In this section we'll load pre-trained word embeddings.

In [None]:
word2vec = {} # Trained glove model 
with open("../input/glove-global-vectors-for-word-representation/glove.6B.100d.txt",encoding="UTF-8") as f:
    for line in f:
        values = line.split() 
        word = values[0]
        vec = np.asarray(values[1:],dtype="float32")
        word2vec[word] = vec
        

* First we've read word vectors from text file and created a python dictionary.

In [None]:
# initializing as uniform
embedding_matrix = np.random.uniform(-1,1,(VOCAB_SIZE,100))

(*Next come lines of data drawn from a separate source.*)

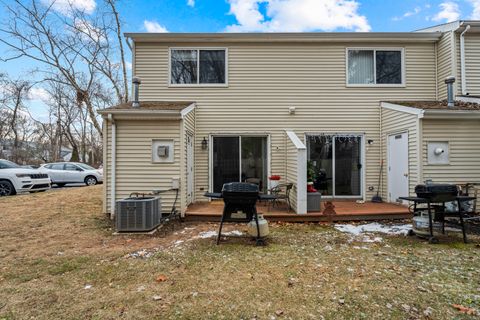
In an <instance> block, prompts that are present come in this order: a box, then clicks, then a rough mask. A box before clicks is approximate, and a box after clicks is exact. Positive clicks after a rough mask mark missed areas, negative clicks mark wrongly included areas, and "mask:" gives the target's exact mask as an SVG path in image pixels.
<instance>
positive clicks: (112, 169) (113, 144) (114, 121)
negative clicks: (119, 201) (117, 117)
mask: <svg viewBox="0 0 480 320" xmlns="http://www.w3.org/2000/svg"><path fill="white" fill-rule="evenodd" d="M108 120H109V121H110V122H111V123H112V136H111V138H110V139H111V140H112V152H111V153H112V166H111V169H110V172H111V176H110V201H111V202H110V219H113V218H114V217H115V193H116V192H115V191H116V190H115V185H116V184H115V174H116V166H117V125H116V124H115V120H114V119H113V115H112V114H109V115H108Z"/></svg>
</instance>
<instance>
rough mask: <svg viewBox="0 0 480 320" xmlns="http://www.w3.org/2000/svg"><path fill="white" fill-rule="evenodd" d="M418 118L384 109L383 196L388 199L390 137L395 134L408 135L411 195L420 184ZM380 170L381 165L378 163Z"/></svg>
mask: <svg viewBox="0 0 480 320" xmlns="http://www.w3.org/2000/svg"><path fill="white" fill-rule="evenodd" d="M418 121H419V119H418V116H417V115H415V114H410V113H406V112H401V111H397V110H390V109H385V108H382V146H384V147H383V148H382V153H383V156H382V157H383V159H384V167H383V175H382V179H383V182H382V196H383V197H384V199H385V200H386V199H388V168H389V163H388V156H387V152H388V136H389V135H391V134H395V133H400V132H407V133H408V177H409V179H408V184H409V190H410V194H413V192H414V188H415V185H417V184H418V183H419V172H418V156H417V155H418V149H417V146H418V134H417V131H418V129H417V128H418ZM377 168H378V170H380V163H377Z"/></svg>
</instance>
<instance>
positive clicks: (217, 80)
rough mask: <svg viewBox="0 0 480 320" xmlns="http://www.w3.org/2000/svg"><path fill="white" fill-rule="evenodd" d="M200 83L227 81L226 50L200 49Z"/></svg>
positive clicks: (215, 82) (212, 82) (222, 81)
mask: <svg viewBox="0 0 480 320" xmlns="http://www.w3.org/2000/svg"><path fill="white" fill-rule="evenodd" d="M200 83H225V50H200Z"/></svg>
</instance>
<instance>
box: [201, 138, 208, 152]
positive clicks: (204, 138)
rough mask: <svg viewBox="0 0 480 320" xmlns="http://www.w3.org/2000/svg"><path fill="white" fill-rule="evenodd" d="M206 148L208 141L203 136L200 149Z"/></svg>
mask: <svg viewBox="0 0 480 320" xmlns="http://www.w3.org/2000/svg"><path fill="white" fill-rule="evenodd" d="M207 149H208V141H207V138H205V137H203V140H202V150H207Z"/></svg>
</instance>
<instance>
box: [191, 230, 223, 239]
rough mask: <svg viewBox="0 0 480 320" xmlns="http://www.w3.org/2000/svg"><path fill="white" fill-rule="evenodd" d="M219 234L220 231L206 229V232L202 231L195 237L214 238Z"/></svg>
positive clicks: (200, 238)
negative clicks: (203, 231) (211, 230)
mask: <svg viewBox="0 0 480 320" xmlns="http://www.w3.org/2000/svg"><path fill="white" fill-rule="evenodd" d="M217 234H218V233H217V232H216V231H204V232H200V233H199V234H198V236H196V237H195V238H200V239H207V238H213V237H216V236H217Z"/></svg>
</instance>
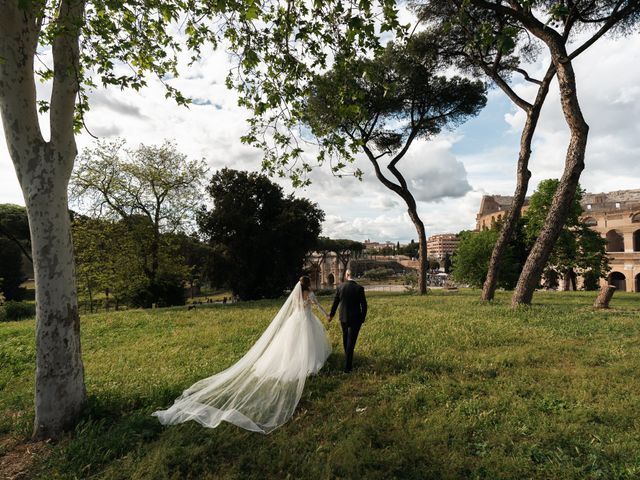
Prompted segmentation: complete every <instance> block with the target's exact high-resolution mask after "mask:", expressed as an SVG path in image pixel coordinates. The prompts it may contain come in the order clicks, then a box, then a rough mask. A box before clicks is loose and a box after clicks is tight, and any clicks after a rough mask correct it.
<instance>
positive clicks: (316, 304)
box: [309, 292, 329, 318]
mask: <svg viewBox="0 0 640 480" xmlns="http://www.w3.org/2000/svg"><path fill="white" fill-rule="evenodd" d="M309 300H311V303H313V304H314V305H315V306H316V307H317V308H318V310H320V311H321V312H322V314H323V315H324V316H325V317H326V318H329V314H328V313H327V311H326V310H325V309H324V308H322V305H320V302H318V299H317V298H316V296H315V295H314V294H313V292H309Z"/></svg>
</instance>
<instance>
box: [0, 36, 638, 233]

for word,i in tokenizer.word_index.items():
    if i<VOCAB_SIZE: 
        embedding_vector = word2vec.get(word)
        if embedding_vector is not None:
            embedding_matrix[i] = embedding_vector


* Then we've created our embedding matrix and if a value in our set is in the pre trained vector we changed the value of it.

In [None]:
model = buildModel(MAX_LEN,embedding_matrix)

In [None]:
model.summary()

# Training Model | Displaying Results
In this section I am going to train our model.

In [None]:
model.fit(x_train,y_train,epochs=3,validation_split=0.2)

# Final Test
In this section I am going to test our model with test set.

In [None]:
y_pred = model.predict_classes(x_test)

accuracy_sc = round(accuracy_score(y_pred=y_pred,y_true=y_test)*100,2)
conf_matrix = confusion_matrix(y_pred=y_pred,y_true=y_test)


print("Accuracy score is {}% ".format(accuracy_sc))

plt.subplots()
sns.heatmap(conf_matrix,annot=True,linewidths=1.5,fmt=".1f")
plt.xlabel("Prediction")
plt.ylabel("Actual")
plt.show()

* Model does not have balance problem, so we can say not bad for %73.